Jeden Abend trainierte ich mit meinem Schwert. Ich übte. Schneller und besser musste mein Umgang werden. Ich hatte noch nie jemanden getötet, aber ich würde es tun, wenn es denn nötig wäre. Aber ich verfolgte einen größeren Plan, den ich irgendwann ausführen werde.

Gelangweilt ließ ich mich mit einem Buch aufs Bett fallen. 'Die Geschichte der Welt'. Immer und immer wieder las ich in dem Buch, das mir mein Vater geschenkt hatte.

Man hat vieles in der Schule gelernt, aber vieles wurde entweder verschönert oder ganz weggelassen. Und ich wollte schon immer die wahre Geschichte kennen.

Oft dachte ich über ein Manhattan nach, das nicht von einem König geherrscht wird. Ich wollte ein unabhängiges Amerika mit einem Präsidenten. Mit einer Demokratie.

Nach dem 4. Weltkrieg rieß jedoch der derzeitige König, Henry I, die Macht an sich. Man wusste nicht viel über ihn. Nur selten ließ er sich auf Bällen blicken. Er hatte einen Sohn in meinem Alter. Seine Frau war bei seiner Geburt verstorben. Zudem war er die Bosheit in Person. Menschen hingen oder erlagen anderen Todesursachen, wenn sie etwas taten, was ihm nicht in die Karten spielte.

Neben dem hatte er eine riesige Mauer um Manhattan errichten lassen. Keiner darf die Mauer überschreiten. Wenn man erwischt wird, droht einem die Enthauptung. Und dies vor den Einwohnern, um ihnen zu zeigen, was mit Verbrechen geschieht.

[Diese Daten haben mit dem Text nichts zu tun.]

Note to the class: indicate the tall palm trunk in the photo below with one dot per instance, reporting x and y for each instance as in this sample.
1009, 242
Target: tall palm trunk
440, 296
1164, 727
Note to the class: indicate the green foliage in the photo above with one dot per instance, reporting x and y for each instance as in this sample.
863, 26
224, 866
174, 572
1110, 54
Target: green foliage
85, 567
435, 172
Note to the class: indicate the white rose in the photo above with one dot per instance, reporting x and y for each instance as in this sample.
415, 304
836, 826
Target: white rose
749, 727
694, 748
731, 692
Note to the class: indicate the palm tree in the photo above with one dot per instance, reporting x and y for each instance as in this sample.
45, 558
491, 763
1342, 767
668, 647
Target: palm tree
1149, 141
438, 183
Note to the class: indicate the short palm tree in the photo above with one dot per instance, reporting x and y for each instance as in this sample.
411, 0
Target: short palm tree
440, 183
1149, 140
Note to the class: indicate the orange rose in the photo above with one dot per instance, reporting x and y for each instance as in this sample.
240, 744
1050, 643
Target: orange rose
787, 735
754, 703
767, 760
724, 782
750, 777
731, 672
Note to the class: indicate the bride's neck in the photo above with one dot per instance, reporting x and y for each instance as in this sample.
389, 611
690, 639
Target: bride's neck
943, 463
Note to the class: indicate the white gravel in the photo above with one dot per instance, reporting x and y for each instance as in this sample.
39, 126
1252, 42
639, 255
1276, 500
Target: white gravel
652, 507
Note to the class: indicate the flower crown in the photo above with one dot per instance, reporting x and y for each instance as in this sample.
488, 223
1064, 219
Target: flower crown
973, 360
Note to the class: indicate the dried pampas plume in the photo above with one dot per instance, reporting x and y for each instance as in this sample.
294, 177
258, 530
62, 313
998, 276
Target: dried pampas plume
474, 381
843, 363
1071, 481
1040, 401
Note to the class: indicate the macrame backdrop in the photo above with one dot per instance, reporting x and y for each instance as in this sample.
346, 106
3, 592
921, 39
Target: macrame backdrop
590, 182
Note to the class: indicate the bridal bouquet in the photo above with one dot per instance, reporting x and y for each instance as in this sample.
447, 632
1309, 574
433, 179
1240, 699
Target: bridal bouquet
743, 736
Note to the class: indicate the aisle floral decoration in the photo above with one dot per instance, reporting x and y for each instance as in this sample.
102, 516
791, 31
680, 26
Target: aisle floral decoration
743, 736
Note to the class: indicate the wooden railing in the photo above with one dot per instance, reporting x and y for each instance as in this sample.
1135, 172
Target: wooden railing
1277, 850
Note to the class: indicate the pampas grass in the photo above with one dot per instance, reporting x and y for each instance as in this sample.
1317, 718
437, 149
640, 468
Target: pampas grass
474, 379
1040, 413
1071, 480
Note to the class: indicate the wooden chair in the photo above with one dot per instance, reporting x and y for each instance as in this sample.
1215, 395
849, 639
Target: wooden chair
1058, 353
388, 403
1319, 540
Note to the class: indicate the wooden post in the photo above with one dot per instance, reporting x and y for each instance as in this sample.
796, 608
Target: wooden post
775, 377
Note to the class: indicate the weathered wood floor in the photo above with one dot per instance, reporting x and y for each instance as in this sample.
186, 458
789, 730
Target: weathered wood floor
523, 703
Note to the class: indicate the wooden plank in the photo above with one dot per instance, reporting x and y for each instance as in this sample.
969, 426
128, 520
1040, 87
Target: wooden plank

Viele wollten bereits wissen was hinter der Mauer liegt, aber nie kam jemand dazu. Die Lehrer erzählten uns, dass dahinter Unheil und der Tod auf uns warten würde. Aber könnte man den Angestellten des Königs Glauben schenken? Wohl kaum.

Ich dachte viel mehr, dass uns hinter der Mauer ein Leben in Frieden erwarten würde. Zumindest hoffte ich das. Ich wollte ein unbeschwertes Leben. Und das außerhalb eines Käfigs.